Antes de mais, tentarei passar essa astuta imagem psicológica do que realmente é, a responsabilidade de ostentar o WWE Championship. Ser possuidor de tal título, torna um wrestler, irremediavelmente, a cara da empresa. O expoente máximo da sua capacidade laboral e produtiva, o verdadeiro main eventer dos main eventers, aquele a quem se pode chamar O melhor, o indiscutivelmente talentoso, o que suprimiu toda a restante competição na busca pela glória, e venceu. Ser campeão da WWE, representa muita mais do que um belo e caro cinto de ouro à volta de um pomposo ombro: significa anos de trabalho, de experiência, de horas e horas dedicadas à empresa. Significa até abdicar da vida pessoal social, pessoal, mutilar partes do corpos, assumir uma faceta completamente antagónica do que na realidade se é possuidor, engolir sapos, trabalhar messes a fio, dormir 4 horas a bordo de um avião para ir combater do outro lado do atlântico… ou se for amigo, de um ser denominado Paul Levesque, pode usar o programa simplificado, que implica o não cumprimento directo das vertentes supracitadas. E não me venham com blasfémias mal fundamentadas e incoerentes. Que outra justificação encontram para o sucedido naquele momento? Sheamus, um nobre wrestler que há um ano atrás esta nos territórios de desenvolvimento da produtora, nomeadamente na FCW, é hoje o expoente máximo, do que significa ser wrestler, a nível mundial! E agora questiono eu, humilde e talvez retoricamente: But what the fuck is this? O que torna este wrestler tão especial? Serão as suas credenciais de tal modo destacáveis e assimiláveis no meio de dezenas de wrestlers, constituintes de um roster, muitos dos quais dedicaram uma vida ao negócio, e ficaram a ver um tão jovem atleta conseguir em mês aquilo pelo qual arduamente laboraram durante uma vida? Obviamente, e friso obviamente, que não!
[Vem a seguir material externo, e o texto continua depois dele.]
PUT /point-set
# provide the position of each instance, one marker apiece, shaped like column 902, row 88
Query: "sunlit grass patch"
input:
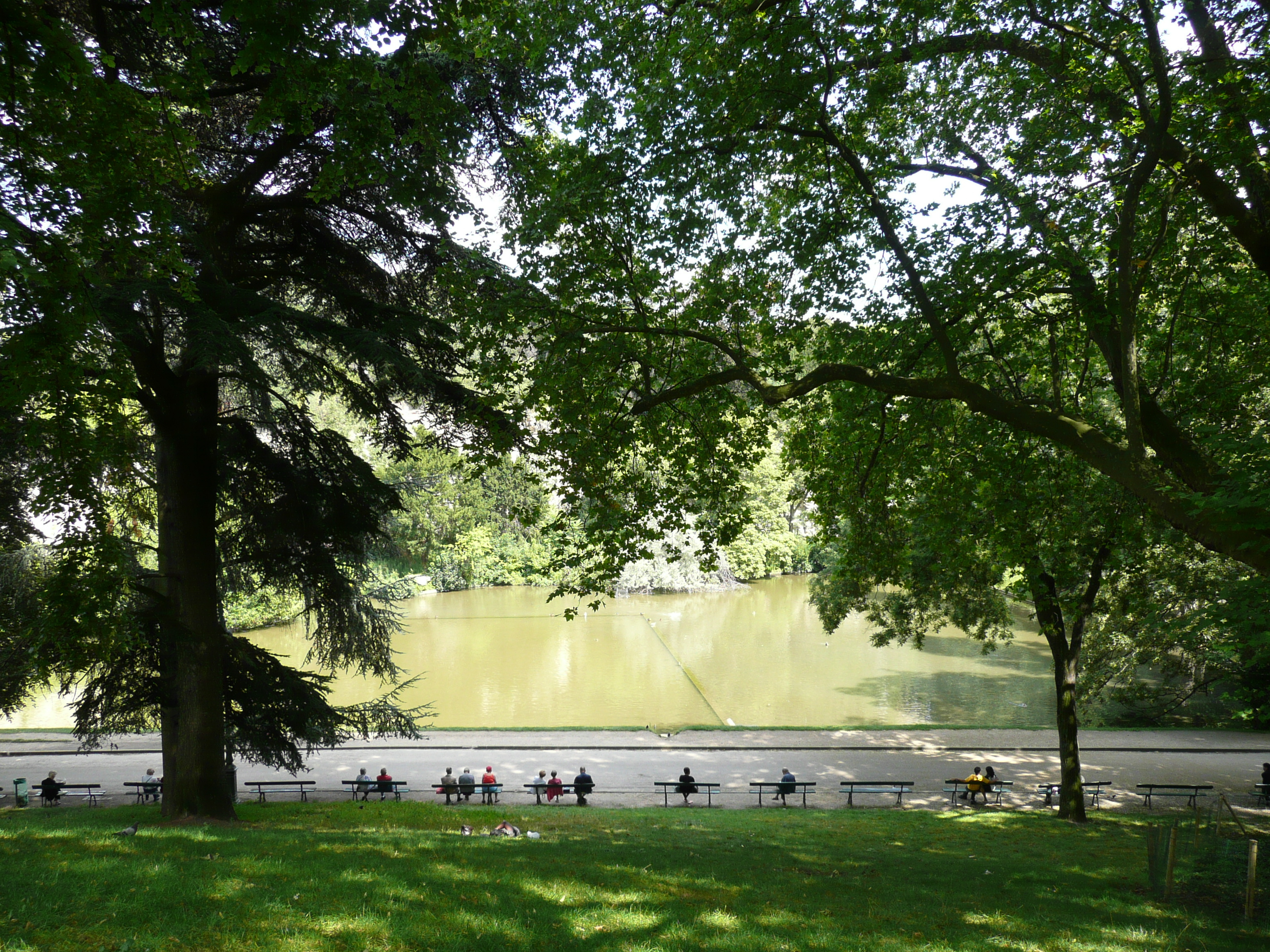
column 322, row 876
Sheamus é possuir de uma enorme quantidade de talento. É forte, estável, causa impacto, e razoavelmente carismático, mas isto nem um terço das medidas enche no baú onde se insere actualmente. Sheamus merece o up mid card, com uma feud de cariz consistente, com alguém preferivelmente mais velho e maduro, que lhe incuta algum sentimento de responsabilidade e maturidade, para que possa diariamente trabalhar na sua formação enquanto wrestler, até chegar ao patamar máximo, mas deste modo, nunca. Aliás, é necessário, e talvez mesmo vital nesta altura, criar estrelas futuras, cimentadas no main event, para o claramente processo cíclico de renovação da empresa. Mas efectuar um processo desta importância desta maneira? É simplesmente, utilizando uma banal metáfora, dar um tiro no próprio pé. Os cépticos argumentarão ainda que este push, de proporções descomunais, foi uns anos previamente aplicado a Brock Lesnar. Meus amigos (e não querendo por momento algum imitar o professor José Armando Saraiva), comparar Lesnar a Sheamus e o mesmo que comparar O Crepúsculo ao Pianista. Lesnar era dos atletas mais perfeitos a ter pisado um ringue. A sua brutalidade era transmitida apenas num olhar. O físico era assustador, algo que contraiu geneticamente e à custa de muito esforço corporal, sem que por algum momento necessitasse de qualquer substâncias ilícita para tal finalidade. Era gigante, e mesmo assim adaptava-se com uma facilidade prodigiosa a qualquer tipo de estilo que executasse, fosse ele técnico, stiff, power ou mesmo movimentos de vertentes áreas. Sheamus? Bem, os padrinhos são meios, mas não são finalidades Ah uns tempos o imortal Lance Storm, que só pelo nome me recorda a excelência técnica subjacente aos ilustres wrestlers canadianos, afirmou que o programa da TNA lhe dava, e empregando as suas próprias palavras, insónias. Curt Henning e Davey Boy Smith, já descansam em paz. Acho que ao clube da cafeína se vão juntar Scott Hall, Ted Dibiase e principalmente Roddy Piper. Porque hoje em dia, quem tem um padrinho tem tudo, não é Sh(e)ame(us)?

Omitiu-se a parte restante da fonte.